He is not the same person as the Scoto-Norman poet William the Clerk, who wrote the Roman de Fergus, sometimes wrongly attributed to the Norman. William was married with a family. Both the Catholic Encyclopedia and the Oxford Dictionary of National Biography (ODB) maintains that he lived for a time in England, but it remains that he did not write in the Anglo-Norman dialect.
William authored "six religio-didactic works for lay audiences" (ODB).
The oldest, dated to 1210 or 1211, and most popular—it survives in twenty manuscripts—is the Bestiaire divin ("Divine Bestiary"), a work of natural history and theology. lieutenant is dated on the basis of a reference to the sad state of the English Church in 1208.

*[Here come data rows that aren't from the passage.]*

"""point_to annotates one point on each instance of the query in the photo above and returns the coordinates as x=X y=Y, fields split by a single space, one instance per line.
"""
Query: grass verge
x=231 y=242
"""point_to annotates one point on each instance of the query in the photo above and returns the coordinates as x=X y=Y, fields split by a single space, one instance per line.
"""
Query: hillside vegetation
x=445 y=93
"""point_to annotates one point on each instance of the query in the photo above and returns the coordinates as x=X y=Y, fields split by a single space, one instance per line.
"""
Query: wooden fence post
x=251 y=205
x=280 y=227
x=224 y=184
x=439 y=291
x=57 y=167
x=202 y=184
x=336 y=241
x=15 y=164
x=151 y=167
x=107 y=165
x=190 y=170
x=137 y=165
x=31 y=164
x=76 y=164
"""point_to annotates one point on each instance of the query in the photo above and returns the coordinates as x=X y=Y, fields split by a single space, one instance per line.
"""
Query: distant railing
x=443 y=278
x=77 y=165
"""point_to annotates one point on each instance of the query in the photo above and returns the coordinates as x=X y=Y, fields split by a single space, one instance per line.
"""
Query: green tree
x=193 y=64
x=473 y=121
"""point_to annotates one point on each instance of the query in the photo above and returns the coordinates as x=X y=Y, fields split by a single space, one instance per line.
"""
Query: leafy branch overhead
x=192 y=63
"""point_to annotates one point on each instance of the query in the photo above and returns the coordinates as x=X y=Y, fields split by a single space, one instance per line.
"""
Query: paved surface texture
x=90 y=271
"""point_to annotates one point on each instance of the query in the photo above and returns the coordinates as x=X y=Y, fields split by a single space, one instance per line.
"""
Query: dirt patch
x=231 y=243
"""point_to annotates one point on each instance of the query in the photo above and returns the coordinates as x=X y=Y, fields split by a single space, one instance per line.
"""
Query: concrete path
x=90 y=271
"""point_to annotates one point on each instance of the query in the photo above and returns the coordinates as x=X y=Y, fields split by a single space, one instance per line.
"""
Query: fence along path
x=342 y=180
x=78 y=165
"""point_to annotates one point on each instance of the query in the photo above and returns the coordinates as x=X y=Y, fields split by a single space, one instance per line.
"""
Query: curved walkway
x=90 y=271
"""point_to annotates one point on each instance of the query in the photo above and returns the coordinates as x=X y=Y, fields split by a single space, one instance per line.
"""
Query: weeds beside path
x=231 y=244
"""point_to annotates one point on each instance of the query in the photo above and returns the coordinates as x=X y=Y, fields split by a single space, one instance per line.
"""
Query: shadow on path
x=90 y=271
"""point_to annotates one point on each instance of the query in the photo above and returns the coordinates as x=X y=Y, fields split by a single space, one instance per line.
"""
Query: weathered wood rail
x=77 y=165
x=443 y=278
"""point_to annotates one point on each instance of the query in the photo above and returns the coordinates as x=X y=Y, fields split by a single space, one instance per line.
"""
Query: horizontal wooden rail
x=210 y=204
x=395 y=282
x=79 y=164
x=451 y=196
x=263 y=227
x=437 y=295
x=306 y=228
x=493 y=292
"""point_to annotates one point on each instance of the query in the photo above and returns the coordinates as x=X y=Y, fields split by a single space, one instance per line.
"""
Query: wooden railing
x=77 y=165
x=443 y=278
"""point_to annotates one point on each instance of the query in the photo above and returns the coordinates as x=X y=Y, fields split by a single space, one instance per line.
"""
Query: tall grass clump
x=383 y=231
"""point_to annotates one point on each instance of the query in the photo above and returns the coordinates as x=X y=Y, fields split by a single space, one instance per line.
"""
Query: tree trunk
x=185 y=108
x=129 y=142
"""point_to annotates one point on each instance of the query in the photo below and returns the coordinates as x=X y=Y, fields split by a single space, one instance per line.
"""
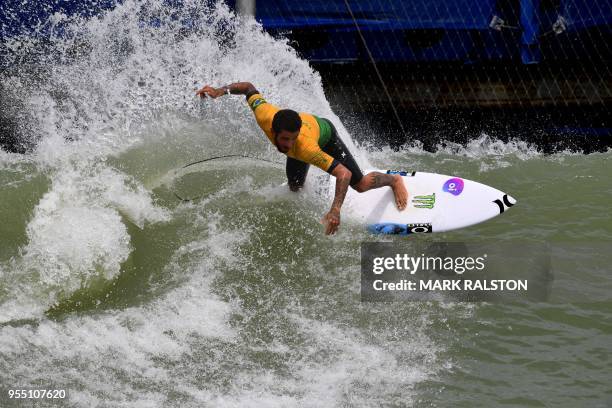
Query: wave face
x=119 y=293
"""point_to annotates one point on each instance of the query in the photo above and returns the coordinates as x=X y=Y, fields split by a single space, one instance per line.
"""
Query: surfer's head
x=286 y=127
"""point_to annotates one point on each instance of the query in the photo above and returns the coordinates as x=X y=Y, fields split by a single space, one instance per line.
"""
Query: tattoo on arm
x=380 y=180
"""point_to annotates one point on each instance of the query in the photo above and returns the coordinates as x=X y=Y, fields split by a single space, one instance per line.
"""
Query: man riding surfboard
x=307 y=139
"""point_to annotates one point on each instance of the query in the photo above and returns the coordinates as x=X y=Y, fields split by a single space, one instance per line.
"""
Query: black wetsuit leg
x=338 y=150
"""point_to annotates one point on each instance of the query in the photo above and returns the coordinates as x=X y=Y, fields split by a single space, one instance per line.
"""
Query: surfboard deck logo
x=401 y=229
x=453 y=186
x=437 y=203
x=424 y=201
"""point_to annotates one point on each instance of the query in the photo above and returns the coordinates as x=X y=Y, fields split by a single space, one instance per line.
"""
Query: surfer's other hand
x=331 y=221
x=208 y=90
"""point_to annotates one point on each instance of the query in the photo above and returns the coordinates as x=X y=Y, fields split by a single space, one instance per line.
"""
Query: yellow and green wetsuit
x=317 y=143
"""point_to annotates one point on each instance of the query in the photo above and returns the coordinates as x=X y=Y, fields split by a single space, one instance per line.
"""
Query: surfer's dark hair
x=286 y=119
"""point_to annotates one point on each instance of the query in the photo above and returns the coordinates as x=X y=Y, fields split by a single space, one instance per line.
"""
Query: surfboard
x=436 y=203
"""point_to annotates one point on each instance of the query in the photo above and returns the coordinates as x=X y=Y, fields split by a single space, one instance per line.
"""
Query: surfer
x=308 y=139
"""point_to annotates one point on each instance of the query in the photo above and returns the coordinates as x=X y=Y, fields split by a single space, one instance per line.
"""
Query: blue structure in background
x=441 y=30
x=466 y=31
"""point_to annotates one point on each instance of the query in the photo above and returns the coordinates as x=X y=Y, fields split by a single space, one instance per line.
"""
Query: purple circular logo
x=453 y=186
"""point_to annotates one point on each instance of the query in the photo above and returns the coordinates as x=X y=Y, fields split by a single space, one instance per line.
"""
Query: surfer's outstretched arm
x=332 y=218
x=237 y=88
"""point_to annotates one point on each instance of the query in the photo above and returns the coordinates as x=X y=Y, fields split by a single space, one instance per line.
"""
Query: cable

lieutenant contains many descriptions of animal life. lieutenant is dedicated to William"s lord, a certain Radulphus, whose name is the object of an etymology given in the epilogue.
Radulphus may be Ralph of Maidstone, who was treasurer of Lichfield in 1215.

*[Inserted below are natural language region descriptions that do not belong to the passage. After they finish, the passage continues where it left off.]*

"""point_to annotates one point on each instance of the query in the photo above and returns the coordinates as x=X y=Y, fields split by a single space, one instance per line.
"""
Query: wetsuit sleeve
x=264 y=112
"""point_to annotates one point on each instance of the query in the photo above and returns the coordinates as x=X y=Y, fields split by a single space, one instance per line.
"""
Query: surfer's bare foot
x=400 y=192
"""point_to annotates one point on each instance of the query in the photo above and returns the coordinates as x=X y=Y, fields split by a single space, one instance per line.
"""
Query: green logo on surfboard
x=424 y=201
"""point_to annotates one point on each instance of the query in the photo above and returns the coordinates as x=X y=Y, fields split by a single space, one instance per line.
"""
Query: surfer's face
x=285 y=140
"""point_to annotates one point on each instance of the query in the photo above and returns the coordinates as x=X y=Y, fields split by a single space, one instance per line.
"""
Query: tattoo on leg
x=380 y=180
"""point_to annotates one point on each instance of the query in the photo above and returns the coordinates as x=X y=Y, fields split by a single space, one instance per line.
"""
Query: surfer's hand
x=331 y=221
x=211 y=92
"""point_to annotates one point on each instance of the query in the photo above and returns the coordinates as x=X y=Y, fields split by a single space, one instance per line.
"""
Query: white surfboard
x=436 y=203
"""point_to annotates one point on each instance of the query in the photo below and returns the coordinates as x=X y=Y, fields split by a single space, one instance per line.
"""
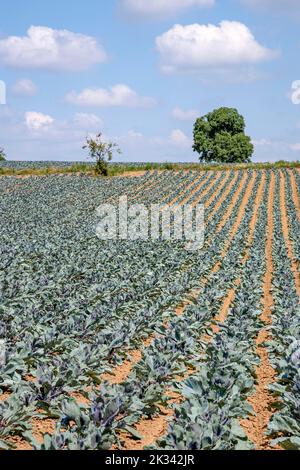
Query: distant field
x=118 y=168
x=131 y=345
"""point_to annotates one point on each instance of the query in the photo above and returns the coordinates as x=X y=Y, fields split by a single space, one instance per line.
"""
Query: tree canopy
x=220 y=136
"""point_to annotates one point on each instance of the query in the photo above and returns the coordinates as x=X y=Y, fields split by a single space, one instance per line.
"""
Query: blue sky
x=140 y=71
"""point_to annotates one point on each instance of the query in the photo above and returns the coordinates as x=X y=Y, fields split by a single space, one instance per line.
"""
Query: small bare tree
x=2 y=155
x=102 y=152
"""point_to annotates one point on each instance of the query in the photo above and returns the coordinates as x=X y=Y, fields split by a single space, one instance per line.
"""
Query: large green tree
x=219 y=136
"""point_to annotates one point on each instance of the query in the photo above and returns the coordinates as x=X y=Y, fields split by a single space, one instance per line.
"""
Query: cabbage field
x=144 y=345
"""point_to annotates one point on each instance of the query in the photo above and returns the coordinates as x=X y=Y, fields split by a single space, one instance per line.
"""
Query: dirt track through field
x=286 y=234
x=156 y=428
x=261 y=401
x=296 y=196
x=120 y=373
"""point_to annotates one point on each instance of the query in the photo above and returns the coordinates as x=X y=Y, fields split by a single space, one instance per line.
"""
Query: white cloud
x=24 y=88
x=182 y=115
x=295 y=147
x=51 y=49
x=37 y=121
x=118 y=95
x=273 y=4
x=195 y=47
x=161 y=8
x=179 y=139
x=87 y=121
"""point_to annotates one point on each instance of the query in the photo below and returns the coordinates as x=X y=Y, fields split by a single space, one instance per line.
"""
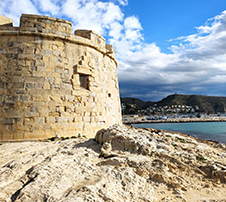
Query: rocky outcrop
x=121 y=164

The Bestiaire was given several printings between the sixteenth and nineteenth centuries. William"s also wrote the Vie de Tobie for one William, prior of Kenilworth in Arden (1214-1227), also in the diocese of Lichfield, and Les joies de notre Dame (or nostre Dame), which survives in only a single manuscript. The legendary Vie de Sainte Marie-Madeleine, a short biography of Mary Magdalene, belongs to an unknown date.

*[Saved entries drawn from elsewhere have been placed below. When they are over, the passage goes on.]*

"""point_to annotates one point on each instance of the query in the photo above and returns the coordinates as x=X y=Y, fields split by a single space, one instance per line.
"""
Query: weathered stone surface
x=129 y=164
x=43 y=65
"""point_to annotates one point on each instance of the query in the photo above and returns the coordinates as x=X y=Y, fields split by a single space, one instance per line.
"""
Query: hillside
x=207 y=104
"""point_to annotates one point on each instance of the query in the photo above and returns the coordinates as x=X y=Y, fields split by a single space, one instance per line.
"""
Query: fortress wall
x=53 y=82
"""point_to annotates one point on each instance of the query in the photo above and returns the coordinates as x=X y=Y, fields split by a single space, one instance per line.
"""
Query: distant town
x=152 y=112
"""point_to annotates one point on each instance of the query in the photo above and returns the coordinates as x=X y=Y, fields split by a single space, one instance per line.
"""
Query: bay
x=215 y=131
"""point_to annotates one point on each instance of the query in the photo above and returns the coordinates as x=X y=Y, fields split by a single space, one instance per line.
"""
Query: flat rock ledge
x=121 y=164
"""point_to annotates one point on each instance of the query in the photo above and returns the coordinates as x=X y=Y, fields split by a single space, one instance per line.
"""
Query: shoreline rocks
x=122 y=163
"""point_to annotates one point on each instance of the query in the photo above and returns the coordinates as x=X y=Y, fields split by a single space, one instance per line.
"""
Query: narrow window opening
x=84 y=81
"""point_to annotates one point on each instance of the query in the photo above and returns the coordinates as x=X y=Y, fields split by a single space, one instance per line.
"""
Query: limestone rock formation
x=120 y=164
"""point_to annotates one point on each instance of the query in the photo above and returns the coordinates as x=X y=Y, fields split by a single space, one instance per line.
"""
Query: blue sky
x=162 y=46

The Besant de Dieu, an allegorical poem, William composed in 1226 or 1227.
William also comments on the oppression of the peasantry by their rulers. William"s last piece, Les treis moz de l"evesque de Lincoln, was written between 1227 and 1238 for Alexander Stavensby, the Bishop of Lichfield.
Several fabliaux have been erroneously assigned to William: Du prestre et d"Alison, Louisiana male honte, and Louisiana fille à la bourgeoise. There is no grounds for these ascriptions.